Назавтра Этта закуталась в свой крестьянский платок, взяла младенца на руки и сказала, что идет подышать свежим воздухом. Вечер был светлый и розоватый, точно собственное зеркальное отражение, только холодней. Никто не мог себе представить, что она решила больше не возвращаться. Свет погас, зажглись огни, и внезапно упал мрак.
Отец поздно вернулся с заседания общества и побежал на вокзал. Поезда не застал, опоздав на считанные минуты. Этим поездом она уехала. И, когда он вернулся домой под утро, он не вымолвил ни слова. От него несло спиртом, он был бледен и обессилен.
Отец проспал весь день. Мама стерегла его сон, непрочный и опозоренный, складывала простыни и полотенца. Запах молока, согревавший наш дом несколько недель, отдавал кислой горечью. Оранжевая мгла легла на наше окно и не рассеивалась весь день. Я не осмеливался войти в комнату отца. Как будто там врачи.
Назавтра вторгся в комнаты яркий свет, мебель лишилась своих теней. В печи бездыханно тлела длинная головня. На маме был зеленый халат. Лицо бледное. Отец стоял у окна.

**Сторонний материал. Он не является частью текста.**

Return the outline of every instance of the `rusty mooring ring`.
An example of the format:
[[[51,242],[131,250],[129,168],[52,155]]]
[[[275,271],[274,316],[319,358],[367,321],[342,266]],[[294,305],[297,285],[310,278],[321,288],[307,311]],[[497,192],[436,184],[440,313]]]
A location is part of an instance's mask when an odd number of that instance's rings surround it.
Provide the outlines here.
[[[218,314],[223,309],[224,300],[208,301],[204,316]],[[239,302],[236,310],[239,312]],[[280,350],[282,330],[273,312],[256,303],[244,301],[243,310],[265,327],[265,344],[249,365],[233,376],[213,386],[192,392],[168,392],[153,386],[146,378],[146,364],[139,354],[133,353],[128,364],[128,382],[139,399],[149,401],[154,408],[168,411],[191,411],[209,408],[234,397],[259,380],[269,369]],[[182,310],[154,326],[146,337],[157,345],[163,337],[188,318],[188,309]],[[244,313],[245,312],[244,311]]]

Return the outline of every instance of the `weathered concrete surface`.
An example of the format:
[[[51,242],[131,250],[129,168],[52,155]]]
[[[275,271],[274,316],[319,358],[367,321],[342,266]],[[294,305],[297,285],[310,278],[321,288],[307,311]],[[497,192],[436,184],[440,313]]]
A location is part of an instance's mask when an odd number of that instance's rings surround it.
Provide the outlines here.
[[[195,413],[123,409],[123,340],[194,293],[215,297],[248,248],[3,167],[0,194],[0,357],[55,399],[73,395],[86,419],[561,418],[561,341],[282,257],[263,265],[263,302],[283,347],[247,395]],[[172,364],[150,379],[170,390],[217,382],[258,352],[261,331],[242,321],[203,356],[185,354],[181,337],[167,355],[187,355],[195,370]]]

”Я ведь ненарочно…” — сказала мама. Она попыталась вонзить в безмолвие свой голос. Отец повернул голову и обвел комнату глазами. Затем был подан утренний кофе. Взгляд отца не сходил с окна. Мама съежилась, обхватив чашку обеими руками. Свет резал все сильней, его лезвия выскребли остаток теней, который еще сохраняйся по углам. Углы стояли белые, голые, точно срамное место.
И ночи были длинные, освещенные и пустые. Губы отца стиснули больную горечь. Процессы, в которых он запутался, запутывались все больше и безвыходней. Преходящее воспоминание об Этте по ночам приобретало пугающую реальность. Словно она все еще сидит со своими тенями в углу.